It is said that history is written by the winners. Soldier of the Cuban Revolution: From the Cane Fields of Oriente to General of the Revolutionary Armed Forces, by Luis Alfonso Zayas, presents events of the Cuban revolution through the eyes of a man who was there, playing an intimate role in these momentous events.
Luis Alfonso Zayas grew up in rural Cuba during the years before the revolution of the late 1950′s. His father was a colono, a farmer growing sugar cane on land he owned in Oriente province. Zayas describes in detail and with passion the hardships endured by farmers and farm laborers alike in a system dominated by the sugar mill owners, primarily US-based corporations, and enforced by the Guardia Rural. He explains the quota system that capped the amount of sugar cane that could be cut each year, effectively keeping the colono forever in debt to the mill owner. Zayas recounts life in pre-revolution rural Cuba as harsh and precarious, without adequate roads or communication systems, little health care, and very little education for the peasants. It was truly fertile ground for revolution.

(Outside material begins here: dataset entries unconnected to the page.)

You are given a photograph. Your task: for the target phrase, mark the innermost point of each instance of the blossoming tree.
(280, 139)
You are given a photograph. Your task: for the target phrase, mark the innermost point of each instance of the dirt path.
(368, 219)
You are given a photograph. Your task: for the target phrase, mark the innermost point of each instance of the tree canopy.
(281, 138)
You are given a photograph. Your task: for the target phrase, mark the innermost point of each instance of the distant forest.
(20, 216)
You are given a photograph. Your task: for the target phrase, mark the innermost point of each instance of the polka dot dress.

The author explains how he joined the fledgling revolutionary movement, and relates how he fought with Castro’s militia beginning in the mountains through their victory in 1959. Along the way, Zayas rose in rank from an untrained foot soldier to a Commander in the Revolutionary Armed Forces who later went to Angola along with nearly 375,000 other Cubans to fight against the invasion of South Africa’s apartheid government. Throughout his military career, until he retired as a Brigadier General in the Revolutionary Armed Forces in 1998, he also held positions central to the country’s Agriculture Ministry and to the Cuban Communist Party in one of the most underdeveloped parts of Cuba.
The book is the result of a series of interviews of Zayas conducted by Mary-Alice Waters and others, primarily in 2007 and 2009 in Havana. In the interview format, Zayas responds to questions advanced by Waters and the answers are sometimes rambling and filled with detail, such as lists of names of people and places which are likely more significant to those who know a great deal more about the locale and its history than the average reader. Fortunately, a glossary of individuals, organizations, and events is included. The book is well illustrated with black-and-white photos.
Soldier of the Cuban Revolution is one of a series of several books published by Pathfinder Press about the Cuban Revolution. In her introduction, Waters asserts the workers and farmers of Cuba accomplished the impossible: “They broke the armed might, and then the economic power, of the existing ruling class and set out to create a just world order.” Whether they have fully accomplished their task is for future historians to decide; but, for now, the revolutionaries like Zayas are the winners and as such they have won the right to tell their story.